Characteristics of study participants

The current analysis includes 1,275 prostate cancer cases [1,131 (88.7 %) localized, 141 (11.1 %) locally advanced, 3 (0.24 %) missing stage; 887 (69.6 %) low grade, 385 (30.2 %) high grade, 3 (0.24 %) missing grade], and 2,062 controls that have at least one available SNP. 39.3 % of participants had data available on all SNPs, and 43 % were missing data on three or fewer SNPs. No man was missing more than 10 SNPs. Of these, 926 cases and 872 controls had an available 25(OH)D measurement and 779 cases and 737 controls had an available 1,25(OH)2D measurement (Fig. 2). The mean age of cases was 62.6 years and of controls was 61.7 years. As expected, the mean PSA level in cases was higher than in controls (9.5 vs 1.0 ng/mL). There were no substantial differences in baseline characteristics between cases and controls, except that more cases had a family history of prostate cancer versus controls (8.2 vs 5.6 %) and more cases had a normal (18.5–25) BMI (30.1 vs 25.5 %). Of the 99.3 % of subjects, who had recorded ethnicity, 98.9 % self-identified as white.

Fig. 2.

Fig. 2

Flowchart describing the case–control selection for inclusion in this analysis

The mean (SD) 25(OH)D concentration in cases was 23.7 ng mL (8.7) and in controls was 23.5 ng/mL (8.7) (p for difference = 0.62). The mean (SD) 1,25(OH)2D concentration in cases was 40.6 pg.mL (18.4) and in controls was 40.9 pg/mL (18.1) (p for difference = 0.74). There were no differences between mean storage times of blood samples between cases and controls. Only VDR SNP rs7975232 was out of Hardy–Weinberg equilibrium in controls (p = 0.01).

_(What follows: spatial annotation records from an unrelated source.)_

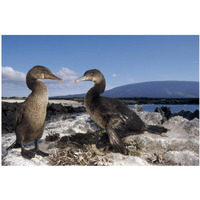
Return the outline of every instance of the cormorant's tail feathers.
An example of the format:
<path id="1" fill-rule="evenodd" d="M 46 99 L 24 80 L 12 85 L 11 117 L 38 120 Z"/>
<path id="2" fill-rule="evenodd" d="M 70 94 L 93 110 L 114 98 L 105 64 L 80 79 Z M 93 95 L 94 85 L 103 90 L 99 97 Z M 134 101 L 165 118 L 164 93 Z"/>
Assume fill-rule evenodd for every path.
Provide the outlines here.
<path id="1" fill-rule="evenodd" d="M 6 151 L 8 151 L 9 149 L 20 148 L 20 147 L 21 147 L 21 145 L 20 145 L 17 141 L 15 141 L 14 143 L 12 143 L 12 144 L 6 149 Z"/>
<path id="2" fill-rule="evenodd" d="M 162 133 L 166 133 L 168 129 L 162 126 L 147 125 L 146 131 L 149 133 L 154 133 L 154 134 L 162 134 Z"/>
<path id="3" fill-rule="evenodd" d="M 111 145 L 119 152 L 119 153 L 124 153 L 124 147 L 123 147 L 123 142 L 119 138 L 119 136 L 112 130 L 108 131 L 108 136 Z"/>

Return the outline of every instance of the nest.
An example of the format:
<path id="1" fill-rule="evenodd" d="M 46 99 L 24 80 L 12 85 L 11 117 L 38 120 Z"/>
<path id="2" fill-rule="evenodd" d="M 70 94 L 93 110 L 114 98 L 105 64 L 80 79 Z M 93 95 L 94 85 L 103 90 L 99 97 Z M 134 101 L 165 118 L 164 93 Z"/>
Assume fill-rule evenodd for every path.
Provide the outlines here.
<path id="1" fill-rule="evenodd" d="M 57 136 L 48 136 L 48 140 Z M 82 166 L 108 166 L 112 162 L 106 157 L 109 140 L 101 132 L 64 136 L 57 140 L 56 153 L 49 156 L 49 164 L 56 166 L 82 165 Z"/>

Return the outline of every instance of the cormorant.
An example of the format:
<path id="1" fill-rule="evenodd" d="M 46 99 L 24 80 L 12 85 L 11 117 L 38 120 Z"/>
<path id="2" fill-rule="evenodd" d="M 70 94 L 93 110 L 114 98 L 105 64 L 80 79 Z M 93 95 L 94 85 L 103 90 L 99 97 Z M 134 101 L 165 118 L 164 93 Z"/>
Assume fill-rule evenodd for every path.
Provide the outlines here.
<path id="1" fill-rule="evenodd" d="M 32 92 L 16 112 L 16 141 L 8 147 L 7 150 L 10 148 L 21 147 L 21 155 L 27 159 L 33 158 L 35 154 L 48 156 L 47 153 L 42 152 L 38 147 L 38 142 L 44 131 L 48 104 L 47 87 L 38 79 L 54 79 L 63 81 L 52 74 L 48 68 L 40 65 L 30 69 L 26 75 L 26 84 Z M 35 143 L 35 149 L 26 150 L 24 144 L 32 141 Z"/>
<path id="2" fill-rule="evenodd" d="M 103 74 L 92 69 L 76 80 L 93 81 L 94 86 L 87 92 L 84 98 L 84 105 L 94 122 L 105 129 L 111 145 L 121 153 L 124 153 L 121 138 L 130 135 L 149 131 L 152 133 L 166 132 L 167 129 L 160 126 L 146 125 L 141 118 L 123 102 L 113 98 L 102 97 L 105 90 L 105 78 Z"/>

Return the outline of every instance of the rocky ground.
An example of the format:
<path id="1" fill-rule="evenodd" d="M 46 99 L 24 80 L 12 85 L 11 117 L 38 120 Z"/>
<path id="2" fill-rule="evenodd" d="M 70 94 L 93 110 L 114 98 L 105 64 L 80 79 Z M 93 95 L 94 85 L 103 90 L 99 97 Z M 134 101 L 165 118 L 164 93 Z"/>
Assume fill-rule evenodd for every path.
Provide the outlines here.
<path id="1" fill-rule="evenodd" d="M 149 125 L 168 129 L 161 135 L 145 132 L 123 138 L 126 155 L 116 153 L 109 144 L 105 131 L 100 130 L 85 112 L 84 107 L 50 104 L 40 148 L 50 155 L 26 160 L 20 149 L 6 148 L 15 141 L 12 126 L 7 130 L 6 116 L 18 104 L 2 105 L 4 134 L 2 136 L 2 165 L 199 165 L 199 119 L 183 116 L 167 117 L 167 112 L 143 112 L 138 115 Z M 13 106 L 13 109 L 10 107 Z M 12 112 L 13 115 L 14 111 Z M 11 123 L 11 119 L 9 120 Z M 12 123 L 11 123 L 12 124 Z M 8 123 L 7 123 L 8 125 Z M 26 148 L 33 148 L 29 144 Z"/>

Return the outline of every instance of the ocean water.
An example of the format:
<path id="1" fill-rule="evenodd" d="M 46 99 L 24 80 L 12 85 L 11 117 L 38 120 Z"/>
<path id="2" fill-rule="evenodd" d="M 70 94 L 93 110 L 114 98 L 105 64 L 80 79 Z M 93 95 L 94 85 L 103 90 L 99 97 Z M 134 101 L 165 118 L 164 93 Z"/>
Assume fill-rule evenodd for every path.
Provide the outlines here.
<path id="1" fill-rule="evenodd" d="M 154 112 L 155 109 L 161 108 L 162 106 L 170 107 L 170 110 L 172 113 L 180 112 L 181 110 L 185 111 L 191 111 L 194 112 L 195 110 L 199 110 L 198 104 L 192 104 L 192 105 L 163 105 L 163 104 L 148 104 L 148 105 L 142 105 L 143 111 L 147 112 Z M 134 105 L 129 105 L 130 108 L 134 108 Z"/>

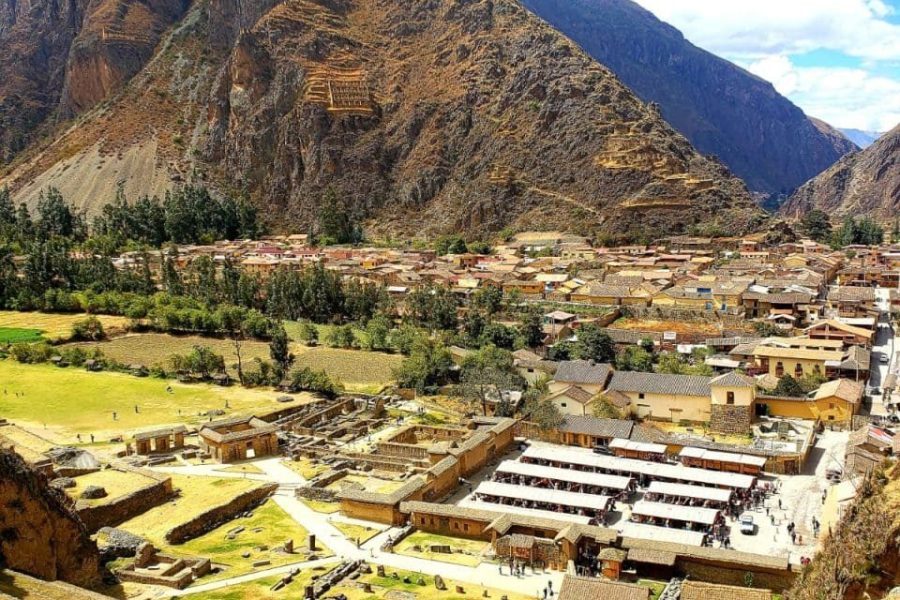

Vitamin D pathway SNPs and covariates

For the most part, there was no evidence of associations between vitamin D pathway SNPS and the covariates (data not shown). There was evidence of an association of VDBP rs4588-A with BMI (p = 0.01), CYP27B1 rs703842-G with smoking status (p = 0.02), diabetes (p = 0.01) and social class (p = 0.01) and CY27B1 rs10877012-T with smoking status (p = 0.01), and diabetes (p = 0.01). These associations are possibly due to chance as we carried out multiple tests, i.e., we tested 16 SNPs against eight covariates.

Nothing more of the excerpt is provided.